The growls from the cave in front of the altar grew louder, deeper, no longer just a sound but a resonant, bone-deep vibration she felt in the cold stone beneath her and in the hollow of her own chest. Something was moving in there, something massive and monstrous, and an ancient, musty smell of wet rock and carnivore breath wafted from the darkness. She squirmed with all her might against the rough, fibrous vines, feeling them bite deeper into her wrists and ankles, but it was no use. If only Adam were here; with his strength, he would break these bonds in an instant, a thought that was both a comfort and an agony.
A group of apes, larger and fiercer than the rest, broke from the chaotic throng. Their faces were painted with elaborate white markings, a paste made from bone ash and clay that gave them the appearance of grim, spectral warriors in the storm’s intermittent light. They moved with a terrifying calm, their eyes fixed on her.
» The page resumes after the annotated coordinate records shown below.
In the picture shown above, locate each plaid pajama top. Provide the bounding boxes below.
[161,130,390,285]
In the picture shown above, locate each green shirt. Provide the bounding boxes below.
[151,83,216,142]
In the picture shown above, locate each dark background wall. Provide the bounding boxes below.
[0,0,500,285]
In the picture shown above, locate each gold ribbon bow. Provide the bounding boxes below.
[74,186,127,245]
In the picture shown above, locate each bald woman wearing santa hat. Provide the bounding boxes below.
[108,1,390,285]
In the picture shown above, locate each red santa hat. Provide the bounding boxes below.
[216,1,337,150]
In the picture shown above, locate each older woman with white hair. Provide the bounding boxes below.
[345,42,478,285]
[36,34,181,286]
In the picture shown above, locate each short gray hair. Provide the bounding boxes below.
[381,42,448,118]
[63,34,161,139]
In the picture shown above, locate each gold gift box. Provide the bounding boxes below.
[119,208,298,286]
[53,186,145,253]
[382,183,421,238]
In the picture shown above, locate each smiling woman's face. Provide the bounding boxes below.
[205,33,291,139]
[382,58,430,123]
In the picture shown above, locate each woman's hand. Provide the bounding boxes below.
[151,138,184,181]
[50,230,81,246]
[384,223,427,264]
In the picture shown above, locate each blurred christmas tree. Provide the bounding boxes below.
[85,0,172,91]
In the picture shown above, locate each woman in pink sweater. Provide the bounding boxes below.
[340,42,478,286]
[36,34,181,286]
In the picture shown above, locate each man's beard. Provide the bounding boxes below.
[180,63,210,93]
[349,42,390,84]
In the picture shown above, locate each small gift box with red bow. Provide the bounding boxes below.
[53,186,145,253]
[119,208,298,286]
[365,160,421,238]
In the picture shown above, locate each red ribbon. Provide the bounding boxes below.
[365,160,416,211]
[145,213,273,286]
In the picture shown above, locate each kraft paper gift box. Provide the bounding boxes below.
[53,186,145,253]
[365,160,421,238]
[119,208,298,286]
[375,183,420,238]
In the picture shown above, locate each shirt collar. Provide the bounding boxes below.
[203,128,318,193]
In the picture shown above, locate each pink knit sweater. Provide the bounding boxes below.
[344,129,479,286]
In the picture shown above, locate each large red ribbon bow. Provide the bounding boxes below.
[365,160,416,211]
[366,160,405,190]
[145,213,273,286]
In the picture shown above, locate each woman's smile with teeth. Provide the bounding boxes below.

They surrounded her pedestal and began pounding the ground with their fists, a powerful, primal drum that shook the very earth, a beat that felt like the world’s slowing heart.
As a brilliant flash of lightning bleached the arena white, a powerful roar thundered from within the cave, a sound so deep and profound it made the air itself vibrate in her lungs. Eve’s breath congealed. That sound didn’t come from the storm; it was the roar of a living creature of untold size and power, a god of the deep places. From within the cave’s gaping maw, she perceived a large, furry arm reaching blindly out into the rain-soaked air. It was covered in thick, matted black fur, the hand resembling the paw of a gorilla but monstrously oversized. The arm was as thick as an ancient tree trunk, the hand alone larger than her entire body. Its fingers, each tipped with a dull, yellowing claw, curled and uncurled with a slow, terrifying curiosity.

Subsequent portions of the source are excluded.